I'm not aware of a single distro that uses it right now...
Foresight's the only distro I know of that uses it. I like what the Foresight guys are doing (
conary for software management, all the latest GNOME stuff, brilliant mono programs beagle and f-spot, hal and avahi... Damn I really must get
using it (even though I tend not to like newbie-stuff)).
Is that related to the projects to use makefiles for the init procedures? I read about those... lightning fast.
Hm, makefiles, that sounds like a cool idea. initng doesn't use makefiles, here's a sample config file for starting/stopping samba:
service daemon/samba/smbd {
need = system/initial system/mountroot virtual/networking
daemon = /usr/sbin/smbd
daemon_args = -F
}
service daemon/samba/nmbd {
need = system/initial system/mountroot virtual/networking
daemon = /usr/sbin/nmbd
daemon_args = -F
}
service daemon/samba {
also_stop = daemon/samba/smbd daemon/samba/nmbd
need = daemon/samba/smbd daemon/samba/nmbd
}
Using makefiles would be cool. Mightn't make it faster (they're the same kinda idea), but it'd be cool.
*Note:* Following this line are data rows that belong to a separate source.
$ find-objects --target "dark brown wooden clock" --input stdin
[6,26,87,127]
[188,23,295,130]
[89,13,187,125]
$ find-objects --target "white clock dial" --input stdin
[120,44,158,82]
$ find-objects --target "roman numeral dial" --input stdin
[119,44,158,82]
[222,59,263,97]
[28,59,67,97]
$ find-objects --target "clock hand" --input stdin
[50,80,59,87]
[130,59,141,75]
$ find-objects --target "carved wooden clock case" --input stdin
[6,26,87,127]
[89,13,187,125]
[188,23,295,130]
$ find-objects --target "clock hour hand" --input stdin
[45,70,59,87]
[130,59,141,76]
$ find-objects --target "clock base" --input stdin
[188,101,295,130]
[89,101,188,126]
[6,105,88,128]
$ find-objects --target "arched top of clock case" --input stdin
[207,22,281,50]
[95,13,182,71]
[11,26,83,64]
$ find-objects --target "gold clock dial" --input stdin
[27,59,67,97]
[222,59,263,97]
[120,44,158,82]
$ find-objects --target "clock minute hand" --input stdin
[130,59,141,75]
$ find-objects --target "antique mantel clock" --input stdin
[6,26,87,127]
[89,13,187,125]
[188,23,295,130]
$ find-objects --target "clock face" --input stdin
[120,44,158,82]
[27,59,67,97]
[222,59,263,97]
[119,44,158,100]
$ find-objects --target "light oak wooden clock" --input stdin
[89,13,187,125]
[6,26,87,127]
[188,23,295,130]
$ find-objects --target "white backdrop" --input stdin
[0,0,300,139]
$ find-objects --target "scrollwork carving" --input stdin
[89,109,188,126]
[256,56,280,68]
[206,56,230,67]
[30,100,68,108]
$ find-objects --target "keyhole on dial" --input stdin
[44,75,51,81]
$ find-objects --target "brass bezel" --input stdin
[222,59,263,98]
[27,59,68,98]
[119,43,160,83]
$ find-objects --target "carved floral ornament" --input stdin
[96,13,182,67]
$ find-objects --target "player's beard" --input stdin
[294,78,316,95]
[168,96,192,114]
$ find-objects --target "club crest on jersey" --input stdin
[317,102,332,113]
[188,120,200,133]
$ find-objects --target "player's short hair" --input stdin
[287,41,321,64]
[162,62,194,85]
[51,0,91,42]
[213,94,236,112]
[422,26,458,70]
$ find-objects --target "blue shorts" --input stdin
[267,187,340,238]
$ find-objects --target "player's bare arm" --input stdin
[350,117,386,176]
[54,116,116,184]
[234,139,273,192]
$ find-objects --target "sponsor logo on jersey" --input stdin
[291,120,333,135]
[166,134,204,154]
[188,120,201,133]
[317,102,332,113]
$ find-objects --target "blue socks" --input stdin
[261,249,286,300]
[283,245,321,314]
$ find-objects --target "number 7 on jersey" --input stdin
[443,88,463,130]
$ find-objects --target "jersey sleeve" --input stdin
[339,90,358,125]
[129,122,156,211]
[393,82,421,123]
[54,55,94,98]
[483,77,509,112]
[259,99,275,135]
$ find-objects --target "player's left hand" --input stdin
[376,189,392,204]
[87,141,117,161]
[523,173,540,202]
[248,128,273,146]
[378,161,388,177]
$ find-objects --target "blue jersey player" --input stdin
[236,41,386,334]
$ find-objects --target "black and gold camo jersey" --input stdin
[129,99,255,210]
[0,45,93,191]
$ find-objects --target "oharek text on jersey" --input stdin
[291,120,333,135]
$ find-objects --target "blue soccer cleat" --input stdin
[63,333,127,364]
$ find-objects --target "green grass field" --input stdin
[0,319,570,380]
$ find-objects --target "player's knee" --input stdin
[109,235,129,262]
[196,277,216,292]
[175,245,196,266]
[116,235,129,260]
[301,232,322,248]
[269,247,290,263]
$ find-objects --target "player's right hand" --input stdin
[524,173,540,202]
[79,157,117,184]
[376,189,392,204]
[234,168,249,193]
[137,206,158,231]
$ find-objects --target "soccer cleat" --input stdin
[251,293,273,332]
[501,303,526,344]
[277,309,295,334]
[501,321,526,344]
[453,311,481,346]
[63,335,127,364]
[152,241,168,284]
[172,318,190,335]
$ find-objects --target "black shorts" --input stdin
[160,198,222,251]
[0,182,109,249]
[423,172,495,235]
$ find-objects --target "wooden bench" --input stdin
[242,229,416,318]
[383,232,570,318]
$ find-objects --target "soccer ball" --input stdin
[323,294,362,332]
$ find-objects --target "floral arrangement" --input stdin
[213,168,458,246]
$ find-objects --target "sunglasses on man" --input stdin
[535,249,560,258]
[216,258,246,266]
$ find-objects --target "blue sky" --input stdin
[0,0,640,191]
Have you used it PiratePenguin?
Yup.
I don't think boot-speed is all that important. But any GNU/Linux user that does can just optimize their init scripts or use initng (I use initng myself. I just decided to try it and now I couldn't be fucked changing it (nothing wrong with the way it is). It boots in about the same time as the usual sysvinit (six seconds when I last compared (which was before I had much stuff starting at boot)) because I start so little stuff at boot.
Still using it. Version 0.3.3. They're up to 0.6.0 now so I'll install that, set it up to start apache, mysql and everything else I want (something I intended on doing around now anyhow) and then try the same stuff with the old init (which I kept), and report back.
I tried it on FC5 on my laptop ... it's like driving a McLaren F1 into brick wall. Tons of fatal errors ... ending in "Failed to load X-Server"
I'm not too surprised. You'd need to configure the thing... Like the file they distribute for starting xdm (the X display manager) loads it from /usr/bin/xdm, xdm could be in /usr/X11R6/bin/ on your system.
I also noticed just starting to compile the new version you can configure it to have/not to have SELinux support.
Is it compatible with Ubuntu?
Sure. You might need to do some manual configuring though. They've got
a page about installing on Debian/Ubuntu. Doesn't look increadibly reliable, but it's a starting place.